We are still trying to run the European Championships in Estonia on the 29th of August and then there will be another half-dozen events up to the last one in Portugal in November. We send 300-plus athletes to compete in the European Championships every year because we have five-year age bands in the sport and that has been a major topic of discussion among the countries recently. If you don’t have the income from all those people coming then it is very hard to run the event.
I was hoping to go out on a real high in September so this has been a real dampener in that sense but it has been absolutely brilliant overall. I’ve loved it. When I joined we had nine employees and we have built up a team of 22 now and I’m gobsmacked every day at their dedication and commitment to triathlon. It has been an absolute pleasure to work with them.
It has been incredibly rewarding to see them come on.
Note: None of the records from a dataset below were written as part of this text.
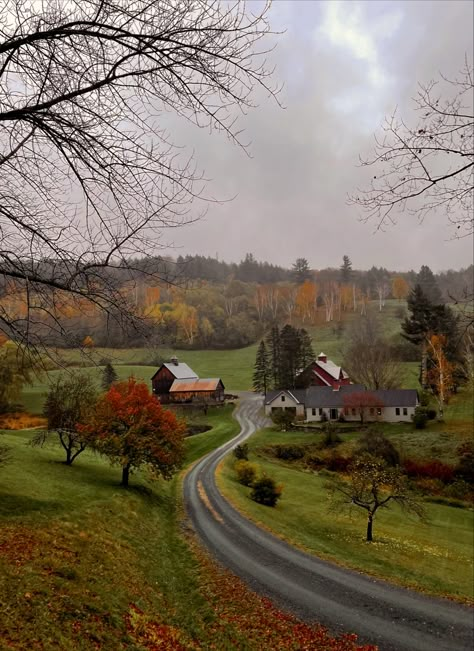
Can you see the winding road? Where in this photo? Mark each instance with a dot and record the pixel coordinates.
(394, 618)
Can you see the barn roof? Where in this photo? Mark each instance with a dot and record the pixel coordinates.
(180, 370)
(205, 384)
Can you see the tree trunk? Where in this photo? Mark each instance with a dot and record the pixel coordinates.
(369, 528)
(125, 475)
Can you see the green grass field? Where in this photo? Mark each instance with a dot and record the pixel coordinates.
(433, 556)
(77, 551)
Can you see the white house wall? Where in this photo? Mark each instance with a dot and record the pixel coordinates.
(388, 415)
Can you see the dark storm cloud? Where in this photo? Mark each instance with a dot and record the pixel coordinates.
(344, 65)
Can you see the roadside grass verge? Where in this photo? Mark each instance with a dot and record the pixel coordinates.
(85, 564)
(433, 556)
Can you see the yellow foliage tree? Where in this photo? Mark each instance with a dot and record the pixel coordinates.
(400, 288)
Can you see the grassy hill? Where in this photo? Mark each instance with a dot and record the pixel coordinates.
(86, 564)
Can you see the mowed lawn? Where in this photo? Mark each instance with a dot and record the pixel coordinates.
(435, 556)
(85, 564)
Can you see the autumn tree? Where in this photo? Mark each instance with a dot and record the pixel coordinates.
(400, 288)
(440, 373)
(363, 403)
(372, 485)
(68, 408)
(83, 86)
(368, 358)
(425, 164)
(346, 270)
(261, 374)
(132, 429)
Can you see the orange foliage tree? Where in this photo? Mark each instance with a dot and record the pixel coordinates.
(440, 374)
(132, 429)
(306, 300)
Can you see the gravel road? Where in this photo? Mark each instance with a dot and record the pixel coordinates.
(316, 591)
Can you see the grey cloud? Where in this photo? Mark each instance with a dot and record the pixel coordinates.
(291, 193)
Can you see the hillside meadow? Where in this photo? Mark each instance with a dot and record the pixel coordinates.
(86, 564)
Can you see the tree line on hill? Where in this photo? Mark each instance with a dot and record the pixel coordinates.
(206, 303)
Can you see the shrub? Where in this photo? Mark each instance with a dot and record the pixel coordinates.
(378, 445)
(420, 417)
(283, 419)
(465, 468)
(459, 490)
(330, 437)
(336, 463)
(246, 472)
(266, 491)
(241, 451)
(289, 452)
(433, 469)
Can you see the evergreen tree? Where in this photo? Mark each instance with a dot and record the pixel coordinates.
(290, 357)
(346, 270)
(301, 270)
(273, 352)
(426, 280)
(427, 319)
(306, 349)
(261, 372)
(109, 376)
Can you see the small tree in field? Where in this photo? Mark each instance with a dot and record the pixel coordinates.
(371, 486)
(266, 491)
(363, 402)
(68, 407)
(109, 376)
(132, 429)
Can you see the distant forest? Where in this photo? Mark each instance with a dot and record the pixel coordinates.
(202, 302)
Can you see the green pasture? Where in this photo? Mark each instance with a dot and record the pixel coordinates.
(433, 556)
(78, 551)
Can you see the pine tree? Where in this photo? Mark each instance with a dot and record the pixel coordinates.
(290, 356)
(306, 349)
(301, 270)
(109, 376)
(427, 319)
(273, 351)
(261, 372)
(346, 270)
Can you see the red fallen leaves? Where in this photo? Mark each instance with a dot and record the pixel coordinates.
(153, 635)
(258, 621)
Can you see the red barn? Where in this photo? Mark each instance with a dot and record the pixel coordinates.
(164, 377)
(324, 373)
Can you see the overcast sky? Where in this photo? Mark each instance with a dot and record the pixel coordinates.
(344, 65)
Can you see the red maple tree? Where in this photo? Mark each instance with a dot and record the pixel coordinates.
(132, 429)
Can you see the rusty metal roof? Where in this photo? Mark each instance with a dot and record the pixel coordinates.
(207, 384)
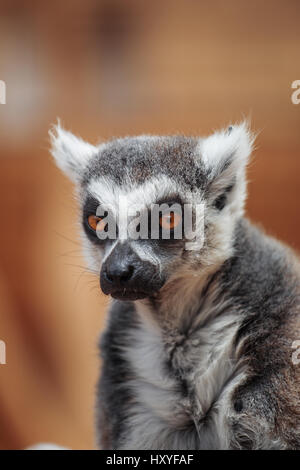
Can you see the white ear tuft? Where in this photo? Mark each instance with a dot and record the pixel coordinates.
(71, 153)
(231, 146)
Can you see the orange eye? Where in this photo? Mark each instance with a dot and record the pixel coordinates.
(96, 223)
(169, 220)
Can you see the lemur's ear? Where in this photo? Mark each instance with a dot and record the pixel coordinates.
(225, 155)
(71, 153)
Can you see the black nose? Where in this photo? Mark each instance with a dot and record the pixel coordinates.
(119, 274)
(125, 276)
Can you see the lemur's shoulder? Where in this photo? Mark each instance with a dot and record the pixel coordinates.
(264, 280)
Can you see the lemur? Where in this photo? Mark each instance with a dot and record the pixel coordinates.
(197, 350)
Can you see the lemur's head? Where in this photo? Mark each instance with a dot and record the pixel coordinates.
(153, 208)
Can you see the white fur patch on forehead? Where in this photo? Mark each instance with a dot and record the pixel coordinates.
(234, 142)
(108, 193)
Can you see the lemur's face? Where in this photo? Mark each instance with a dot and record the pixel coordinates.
(155, 207)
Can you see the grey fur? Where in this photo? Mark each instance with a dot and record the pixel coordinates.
(205, 362)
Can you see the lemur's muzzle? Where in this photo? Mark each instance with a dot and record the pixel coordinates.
(126, 277)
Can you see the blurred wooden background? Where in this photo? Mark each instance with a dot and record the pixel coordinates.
(110, 68)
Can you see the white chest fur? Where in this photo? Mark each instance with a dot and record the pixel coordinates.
(163, 414)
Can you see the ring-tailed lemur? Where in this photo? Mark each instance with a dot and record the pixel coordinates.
(197, 353)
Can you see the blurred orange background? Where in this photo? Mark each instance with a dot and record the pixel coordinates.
(110, 68)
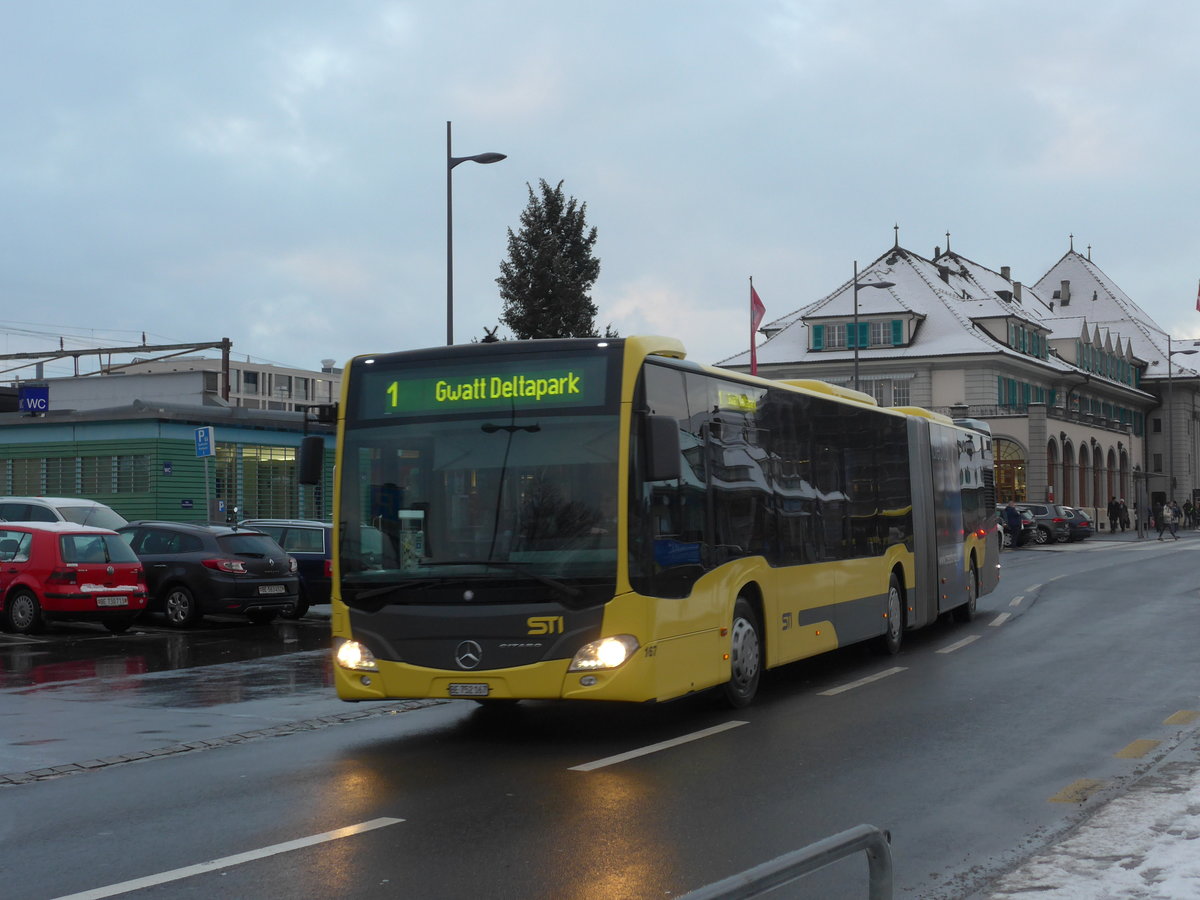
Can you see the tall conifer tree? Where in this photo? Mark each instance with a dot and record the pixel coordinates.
(550, 270)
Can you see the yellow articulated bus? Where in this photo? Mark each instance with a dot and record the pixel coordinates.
(604, 520)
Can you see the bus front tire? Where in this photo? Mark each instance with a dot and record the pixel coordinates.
(888, 643)
(745, 657)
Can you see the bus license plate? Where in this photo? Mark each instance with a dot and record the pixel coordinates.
(468, 690)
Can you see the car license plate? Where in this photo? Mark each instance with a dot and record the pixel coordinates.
(468, 690)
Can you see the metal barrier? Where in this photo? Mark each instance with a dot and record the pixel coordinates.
(768, 876)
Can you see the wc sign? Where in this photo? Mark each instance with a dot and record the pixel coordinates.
(34, 399)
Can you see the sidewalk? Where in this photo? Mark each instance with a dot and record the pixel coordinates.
(1143, 845)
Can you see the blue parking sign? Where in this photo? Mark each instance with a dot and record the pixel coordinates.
(205, 442)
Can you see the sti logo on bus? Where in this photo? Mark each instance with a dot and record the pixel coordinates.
(545, 624)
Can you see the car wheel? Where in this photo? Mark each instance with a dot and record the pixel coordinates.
(888, 643)
(120, 625)
(966, 611)
(745, 657)
(23, 613)
(180, 606)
We were just coming out of the last recession when we took a lot of them on. We were getting fully qualified sports scientists applying for admin roles, 60-100 really highly qualified people applying for one job and they are now people delivering major projects and coming up with ideas. It’s been great for me.
I’ll be very sad to go but it was time. I said it when I first took the job that I would look to do two Olympic cycles, even if this one will go on through to next year now. Meeting targets is what I love and live by and we’ve been doing that. I’m staying in Irish sport on a consultancy basis and I’d love to keep my interest in triathlon in Ireland in some shape or form as well.